26.6.23

O comboio que partia vazio

Blur, “The Narcissist” (live Primavera Sound 2023), in https://www.youtube.com/watch?v=-dmXqSBUpcg

O cais puído animava os viajantes. Eles partiam e chegavam, entrecruzavam-se numa miríade de destinos. Eram tantas as casas da partida e da chegada, mais ainda as casas da chegada que se haveriam de constituir casas da partida. Os comboios não dormiam. Mesmo quando as composições estavam estacionadas num ramal, os comboios estavam sempre de piquete. 
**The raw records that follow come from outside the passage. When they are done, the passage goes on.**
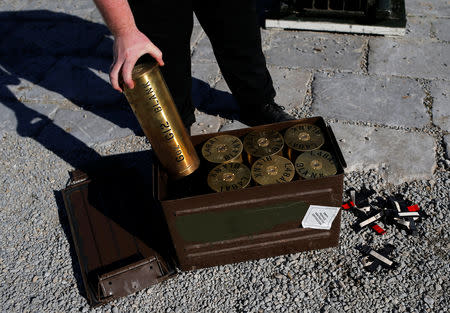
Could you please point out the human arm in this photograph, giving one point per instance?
(129, 43)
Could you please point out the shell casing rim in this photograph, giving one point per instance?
(275, 178)
(332, 163)
(236, 157)
(290, 145)
(248, 145)
(243, 179)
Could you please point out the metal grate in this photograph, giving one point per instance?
(341, 8)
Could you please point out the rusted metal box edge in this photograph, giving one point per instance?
(118, 257)
(285, 237)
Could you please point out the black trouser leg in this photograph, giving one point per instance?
(233, 30)
(168, 24)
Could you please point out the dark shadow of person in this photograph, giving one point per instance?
(62, 54)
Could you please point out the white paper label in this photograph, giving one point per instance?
(319, 217)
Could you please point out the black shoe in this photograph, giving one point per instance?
(266, 114)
Todos os dias, o comboio das catorze e quinze partia sem gente. Só tinha três carruagens. Eram de mais. Mas eram sempre atreladas três carruagens. No cais, só se anunciava a hora da partida. Era o único comboio que partia sem destino. Não se sabia se era por isso que ninguém embarcava no comboio das catorze e quinze. E ele iniciava a marcha, pontualmente, para a viagem de cinquenta e cinco minutos. Zelosamente vazio. Nem sequer tinha direito a revisor: já todos sabiam que o comboio ia sempre vazio.

Fosse dia de semana ou fim de semana, o comboio era calçado nos carris e ultrapassava as junções, os apeadeiros, as estações, ia deixando a paisagem para trás. Parava em todas. Os passageiros que aguardavam pelo comboio esperavam pelo comboio que vinha a seguir. O comboio vazio arrefecia a marcha antes de estacionar no cais, era como se olhasse para os passageiros que aguardavam pelo comboio seguinte e suplicasse para não perderem tempo, para se servirem dele. Se fosse preciso, levava-os aonde fosse preciso. Nem que tivesse de se desviar da rota e fizesse um atalho. As pessoas eram surdas à convocatória. Ou a súplica do comboio perenemente vazio não se fazia ouvir, por mudez sua.

Cinquenta e cinco minutos depois, o comboio encontrava-se com o destino. O destino parcial. O comboio tinha de fazer o caminho de volta. Vazio, porque não era aceitável, aos olhos dos cânones da igualdade, que o comboio fosse vazio para um lado e viesse com passageiros na volta. Ele não se importaria, aprendeu que a sua serventia é transportar passageiros. Nunca se perguntou ao comboio sempre vazio se ficava angustiado por ir sempre vazio. 

Quando chegava ao cais da partida, agora em forma de chegada, as carruagens eram desmobilizadas e levadas pelos funcionários da manutenção para outras linhas, para outras composições, para outras paragens. As carruagens sentiam então o calor das pessoas, já sem o cimento de serem o comboio das catorze e quinze. 

O comboio partia sempre vazio. Mas nunca chegou a ser um comboio fantasma. Só faltava decretar as catorze e quinze uma hora deserta.